Seattleites at the kitchen sink this week will have a new place to put the remains of a meal. As mandatory disposal of food waste in a receptacle separate from the trash becomes routine, the compost bucket -- as it takes not only coffee grounds and carrot trimmings but used chicken bones and cheese rinds -- is assuming a role coequal with the trash bag and recycling bin.
It's a big change at home. But at Cedar Grove Composting Co., it's no big deal.
The state's largest remanufacturer of yard, wood, dairy, and other waste already gets the table leavings from commercial tenants in Seattle and King County. The added material -- or feedstock, to use the preferred term for the state's largest manufacturer of compost -- won't make too much of a difference.
And while backyard composters have long known to omit meat, dairy, and other such items from their piles for fear of rot and rodents, Cedar Grove's massive composting plants -- one in Maple Valley, the other, which this reporter visited last week, between Everett and Marysville -- use a method that will turn the nastiest bison bone into sweet black tilth in eight weeks flat.
"I know we're going to get more bones and things like that, but for the most part it'll still be vegetative material," says Susan Thoman, the marketing and business development director for Cedar Grove, an eight-decade-old private company that started out as a garbage hauler.
"Home composters know that meat and dairy is bad, but the real difference here is that this is a major composting plant," she says. "We've always been able to do it under our permit."
"Temperatures get very high in our system, about 170-175 degrees Fahrenheit, says Thoman. "If you had an open system, a lot of them can only get to about 130. A meat bone is mostly protein and a twig is mostly sugars; this process will break down the meat bone first."
Cedar Grove began taking green waste in 1989 in their Maple Valley plant, then expanded from dead leaves and grass clippings to pre-consumer green trash, like unsold heads of lettuce from grocery stores. In 2000, the company undertook some pilot projects "that ultimately determined that this particular technology was the best" -- a system, says Thoman, that uses the signature northwest fabric, Gore-Tex.
The feedstock, which on any given day may include tree limbs, unsold plants from commercial nurseries, food, wood pallets, and cardboard boxes that can't be recycled, is dropped off by garbage truck and ground into four-inch or smaller pieces; it passes under a powerful magnet, which vacuums up stray bits of metal. The conveyer belt sends the feedstock more than 100 yards into the composting yard, then up a ramp.
"The kids that come -- we do bus tours -- the kids call it the compost escalator. I think that's the best name it's ever been given," says Thoman.
At the head of the ramp, the compost is dumped into the center of a yard, where it will be piled into one of 32 quonset hut sized heaps, then covered with a large Gore-Tex cover. Two probes inserted through holes in the top of the fabric measure the oxygen levels and the temperature inside. The yeoman's work is done by billions of microbes that love oxygen, carbon, and nitrogen; under their Gore-Tex protection, which keeps moisture out while letting air pass through, they heat the pile past the temperatures mandated by the county health department for prepared pork, beef, or poultry.

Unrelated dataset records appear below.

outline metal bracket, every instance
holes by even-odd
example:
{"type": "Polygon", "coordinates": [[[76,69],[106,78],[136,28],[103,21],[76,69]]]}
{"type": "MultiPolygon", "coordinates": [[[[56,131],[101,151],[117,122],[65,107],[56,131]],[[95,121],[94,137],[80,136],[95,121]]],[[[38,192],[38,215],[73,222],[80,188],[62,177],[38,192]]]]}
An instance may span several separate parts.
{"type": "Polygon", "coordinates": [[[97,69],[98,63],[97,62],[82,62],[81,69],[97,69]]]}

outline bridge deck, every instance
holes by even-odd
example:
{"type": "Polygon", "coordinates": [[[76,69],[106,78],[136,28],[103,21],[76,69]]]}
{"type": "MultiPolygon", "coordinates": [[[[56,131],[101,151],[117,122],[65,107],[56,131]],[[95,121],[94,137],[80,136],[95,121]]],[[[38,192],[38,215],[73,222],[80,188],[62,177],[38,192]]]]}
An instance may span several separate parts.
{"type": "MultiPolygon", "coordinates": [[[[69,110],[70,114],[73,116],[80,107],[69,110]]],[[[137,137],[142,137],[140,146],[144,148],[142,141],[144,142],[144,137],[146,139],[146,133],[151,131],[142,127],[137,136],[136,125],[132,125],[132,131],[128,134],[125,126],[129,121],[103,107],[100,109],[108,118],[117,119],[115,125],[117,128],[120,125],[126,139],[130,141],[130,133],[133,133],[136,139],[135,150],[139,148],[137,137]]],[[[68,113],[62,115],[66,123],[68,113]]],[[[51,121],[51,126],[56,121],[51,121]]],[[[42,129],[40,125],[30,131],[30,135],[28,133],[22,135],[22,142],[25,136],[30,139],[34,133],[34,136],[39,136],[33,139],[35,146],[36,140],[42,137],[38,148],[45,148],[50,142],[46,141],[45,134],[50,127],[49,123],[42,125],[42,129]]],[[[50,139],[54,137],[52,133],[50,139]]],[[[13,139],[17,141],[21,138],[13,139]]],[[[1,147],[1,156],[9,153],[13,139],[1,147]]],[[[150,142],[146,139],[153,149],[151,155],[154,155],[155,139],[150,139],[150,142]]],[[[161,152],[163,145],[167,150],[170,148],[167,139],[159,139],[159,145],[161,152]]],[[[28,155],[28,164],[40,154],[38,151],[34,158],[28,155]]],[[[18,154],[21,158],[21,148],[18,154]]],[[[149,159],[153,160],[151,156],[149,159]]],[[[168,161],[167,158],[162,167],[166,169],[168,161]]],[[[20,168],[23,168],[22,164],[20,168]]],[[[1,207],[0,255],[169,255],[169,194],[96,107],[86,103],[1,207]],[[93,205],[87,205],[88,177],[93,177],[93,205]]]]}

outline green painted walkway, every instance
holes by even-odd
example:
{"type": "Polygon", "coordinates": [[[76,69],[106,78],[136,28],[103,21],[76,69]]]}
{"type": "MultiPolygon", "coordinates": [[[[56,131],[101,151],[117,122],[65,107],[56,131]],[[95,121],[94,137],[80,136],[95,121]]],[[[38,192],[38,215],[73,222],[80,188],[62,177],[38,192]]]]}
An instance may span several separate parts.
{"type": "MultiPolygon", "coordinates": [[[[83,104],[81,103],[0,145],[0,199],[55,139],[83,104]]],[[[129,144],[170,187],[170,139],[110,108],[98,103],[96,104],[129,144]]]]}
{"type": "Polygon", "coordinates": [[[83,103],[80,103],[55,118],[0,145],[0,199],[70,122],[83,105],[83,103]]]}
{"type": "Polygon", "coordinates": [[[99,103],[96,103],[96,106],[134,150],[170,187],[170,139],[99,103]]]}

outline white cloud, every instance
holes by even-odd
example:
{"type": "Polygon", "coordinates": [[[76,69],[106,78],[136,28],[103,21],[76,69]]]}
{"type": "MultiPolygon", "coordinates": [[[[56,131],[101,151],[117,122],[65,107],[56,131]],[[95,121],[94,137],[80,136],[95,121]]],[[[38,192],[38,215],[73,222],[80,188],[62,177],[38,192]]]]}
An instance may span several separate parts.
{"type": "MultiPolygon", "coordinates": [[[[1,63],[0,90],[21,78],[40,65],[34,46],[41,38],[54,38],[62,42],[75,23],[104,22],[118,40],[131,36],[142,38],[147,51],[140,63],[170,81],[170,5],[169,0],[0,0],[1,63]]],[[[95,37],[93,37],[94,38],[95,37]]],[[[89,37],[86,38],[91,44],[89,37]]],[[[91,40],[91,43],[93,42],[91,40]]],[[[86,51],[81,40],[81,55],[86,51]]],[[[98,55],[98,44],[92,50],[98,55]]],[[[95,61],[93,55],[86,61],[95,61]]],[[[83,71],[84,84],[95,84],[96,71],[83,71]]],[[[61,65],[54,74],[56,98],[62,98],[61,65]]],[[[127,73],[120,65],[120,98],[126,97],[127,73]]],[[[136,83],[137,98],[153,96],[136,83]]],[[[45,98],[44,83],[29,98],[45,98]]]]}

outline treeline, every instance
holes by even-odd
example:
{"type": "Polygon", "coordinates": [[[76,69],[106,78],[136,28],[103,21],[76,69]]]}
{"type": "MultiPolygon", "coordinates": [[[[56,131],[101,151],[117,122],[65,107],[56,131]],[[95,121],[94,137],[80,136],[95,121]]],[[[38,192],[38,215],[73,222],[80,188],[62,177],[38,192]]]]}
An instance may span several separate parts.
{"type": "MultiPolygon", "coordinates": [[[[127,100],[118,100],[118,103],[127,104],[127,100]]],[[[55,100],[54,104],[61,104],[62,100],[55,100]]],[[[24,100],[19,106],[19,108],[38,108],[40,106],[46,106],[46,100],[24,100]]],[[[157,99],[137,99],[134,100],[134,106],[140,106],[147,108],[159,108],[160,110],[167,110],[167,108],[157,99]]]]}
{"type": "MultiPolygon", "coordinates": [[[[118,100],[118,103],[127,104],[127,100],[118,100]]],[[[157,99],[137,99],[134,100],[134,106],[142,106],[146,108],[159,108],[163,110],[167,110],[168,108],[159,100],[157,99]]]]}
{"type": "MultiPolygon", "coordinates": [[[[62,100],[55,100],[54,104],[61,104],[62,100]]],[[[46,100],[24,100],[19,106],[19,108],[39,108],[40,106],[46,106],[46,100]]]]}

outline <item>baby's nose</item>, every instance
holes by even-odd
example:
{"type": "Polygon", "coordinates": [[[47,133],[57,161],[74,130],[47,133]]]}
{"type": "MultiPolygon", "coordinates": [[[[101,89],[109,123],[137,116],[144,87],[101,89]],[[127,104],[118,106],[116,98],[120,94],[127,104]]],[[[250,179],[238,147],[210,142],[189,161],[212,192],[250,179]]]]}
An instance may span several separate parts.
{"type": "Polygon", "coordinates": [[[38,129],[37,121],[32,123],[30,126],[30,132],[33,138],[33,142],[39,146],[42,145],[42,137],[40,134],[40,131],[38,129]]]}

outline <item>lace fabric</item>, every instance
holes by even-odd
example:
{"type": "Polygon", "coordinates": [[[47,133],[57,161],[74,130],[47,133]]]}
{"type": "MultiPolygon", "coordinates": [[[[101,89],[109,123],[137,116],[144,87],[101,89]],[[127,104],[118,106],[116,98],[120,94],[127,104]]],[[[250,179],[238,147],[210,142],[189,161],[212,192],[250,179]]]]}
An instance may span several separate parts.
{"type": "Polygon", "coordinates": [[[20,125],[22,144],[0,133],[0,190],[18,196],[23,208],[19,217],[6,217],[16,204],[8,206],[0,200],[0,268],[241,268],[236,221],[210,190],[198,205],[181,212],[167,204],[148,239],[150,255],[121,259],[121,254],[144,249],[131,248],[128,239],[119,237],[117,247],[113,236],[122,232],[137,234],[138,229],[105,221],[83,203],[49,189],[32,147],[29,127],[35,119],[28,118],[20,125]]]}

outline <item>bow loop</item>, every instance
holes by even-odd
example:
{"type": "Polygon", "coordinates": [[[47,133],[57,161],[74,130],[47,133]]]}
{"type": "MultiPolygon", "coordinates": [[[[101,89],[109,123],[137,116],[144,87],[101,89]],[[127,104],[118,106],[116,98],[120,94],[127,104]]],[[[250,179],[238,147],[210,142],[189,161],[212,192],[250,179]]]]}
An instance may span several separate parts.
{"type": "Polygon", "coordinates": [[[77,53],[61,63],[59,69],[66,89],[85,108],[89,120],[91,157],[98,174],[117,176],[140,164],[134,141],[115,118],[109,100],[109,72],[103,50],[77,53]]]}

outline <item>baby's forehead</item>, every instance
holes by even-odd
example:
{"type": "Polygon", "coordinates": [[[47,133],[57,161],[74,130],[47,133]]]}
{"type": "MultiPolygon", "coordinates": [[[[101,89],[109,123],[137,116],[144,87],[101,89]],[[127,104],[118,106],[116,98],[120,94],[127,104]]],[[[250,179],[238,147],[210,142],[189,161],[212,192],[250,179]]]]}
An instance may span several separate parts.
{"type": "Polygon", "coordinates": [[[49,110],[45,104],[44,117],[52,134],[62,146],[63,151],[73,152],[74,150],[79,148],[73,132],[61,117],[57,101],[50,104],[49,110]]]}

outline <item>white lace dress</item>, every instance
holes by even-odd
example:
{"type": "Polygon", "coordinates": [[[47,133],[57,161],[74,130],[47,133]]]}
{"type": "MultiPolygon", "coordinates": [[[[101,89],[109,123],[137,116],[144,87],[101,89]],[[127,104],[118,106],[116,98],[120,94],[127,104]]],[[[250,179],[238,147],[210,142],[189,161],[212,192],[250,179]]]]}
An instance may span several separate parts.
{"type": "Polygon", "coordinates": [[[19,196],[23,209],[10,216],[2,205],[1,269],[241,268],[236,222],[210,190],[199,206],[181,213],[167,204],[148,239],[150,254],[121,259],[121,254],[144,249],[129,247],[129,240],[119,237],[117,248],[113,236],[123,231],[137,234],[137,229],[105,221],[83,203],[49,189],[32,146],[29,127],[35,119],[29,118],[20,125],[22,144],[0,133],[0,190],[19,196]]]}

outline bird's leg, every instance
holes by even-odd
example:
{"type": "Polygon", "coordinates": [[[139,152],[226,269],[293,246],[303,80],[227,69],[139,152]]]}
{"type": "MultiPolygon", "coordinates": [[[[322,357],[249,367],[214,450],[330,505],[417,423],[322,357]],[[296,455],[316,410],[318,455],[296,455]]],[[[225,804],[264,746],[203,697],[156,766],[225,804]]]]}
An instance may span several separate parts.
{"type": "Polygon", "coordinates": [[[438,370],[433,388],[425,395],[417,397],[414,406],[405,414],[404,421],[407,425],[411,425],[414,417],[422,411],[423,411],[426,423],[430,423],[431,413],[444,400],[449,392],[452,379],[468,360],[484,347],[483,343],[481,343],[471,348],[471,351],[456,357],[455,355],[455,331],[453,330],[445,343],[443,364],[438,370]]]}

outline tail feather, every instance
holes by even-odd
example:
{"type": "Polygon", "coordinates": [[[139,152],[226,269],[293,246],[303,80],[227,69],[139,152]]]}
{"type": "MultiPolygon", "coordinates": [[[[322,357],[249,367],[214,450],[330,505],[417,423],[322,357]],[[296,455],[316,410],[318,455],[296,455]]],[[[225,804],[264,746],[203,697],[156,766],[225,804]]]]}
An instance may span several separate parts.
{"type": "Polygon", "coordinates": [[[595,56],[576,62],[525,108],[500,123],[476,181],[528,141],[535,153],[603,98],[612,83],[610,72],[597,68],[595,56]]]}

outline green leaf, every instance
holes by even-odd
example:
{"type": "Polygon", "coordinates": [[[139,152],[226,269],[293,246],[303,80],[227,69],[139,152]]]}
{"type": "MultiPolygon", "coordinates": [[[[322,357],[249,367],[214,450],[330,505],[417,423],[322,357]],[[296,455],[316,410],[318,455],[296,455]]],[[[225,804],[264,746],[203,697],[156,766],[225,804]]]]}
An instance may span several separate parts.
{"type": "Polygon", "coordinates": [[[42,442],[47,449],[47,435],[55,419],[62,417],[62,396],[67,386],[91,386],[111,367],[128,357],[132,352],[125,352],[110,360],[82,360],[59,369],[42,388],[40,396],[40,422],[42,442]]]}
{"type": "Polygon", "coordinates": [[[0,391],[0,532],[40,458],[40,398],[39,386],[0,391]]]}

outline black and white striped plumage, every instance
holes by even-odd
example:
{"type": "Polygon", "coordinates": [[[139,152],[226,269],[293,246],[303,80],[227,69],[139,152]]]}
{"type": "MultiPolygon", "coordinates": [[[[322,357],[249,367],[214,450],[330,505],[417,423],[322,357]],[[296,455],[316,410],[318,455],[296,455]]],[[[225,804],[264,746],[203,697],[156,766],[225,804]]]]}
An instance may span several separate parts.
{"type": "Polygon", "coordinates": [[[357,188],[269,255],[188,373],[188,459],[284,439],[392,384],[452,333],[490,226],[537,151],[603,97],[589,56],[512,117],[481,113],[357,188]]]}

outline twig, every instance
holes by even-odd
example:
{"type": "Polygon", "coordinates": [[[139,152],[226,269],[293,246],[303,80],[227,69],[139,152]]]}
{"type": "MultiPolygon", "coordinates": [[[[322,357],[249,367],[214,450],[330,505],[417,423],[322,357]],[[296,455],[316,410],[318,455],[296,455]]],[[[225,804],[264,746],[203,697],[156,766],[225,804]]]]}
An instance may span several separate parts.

To keep oxygen plentiful, cast iron treads underneath the heaps blow air up through small holes, billowing the fabric out like a blimp. Any water that leaches out of the heap is stored and sprayed back in during summertime to keep it moist.
The high temperatures kill dandelion seedheads and foodborne pathogens alike -- and render the material ready for commercial sale. Thoman says Cedar Grove is the largest composting facility in the world using GORE brand equipment.
I dig my arm into one towering heap of nearly finished compost. At elbow's depth, it's nearly too hot to rest one's hand in.
"Isn't that cool?" says Thoman. "We call it enhanced biology."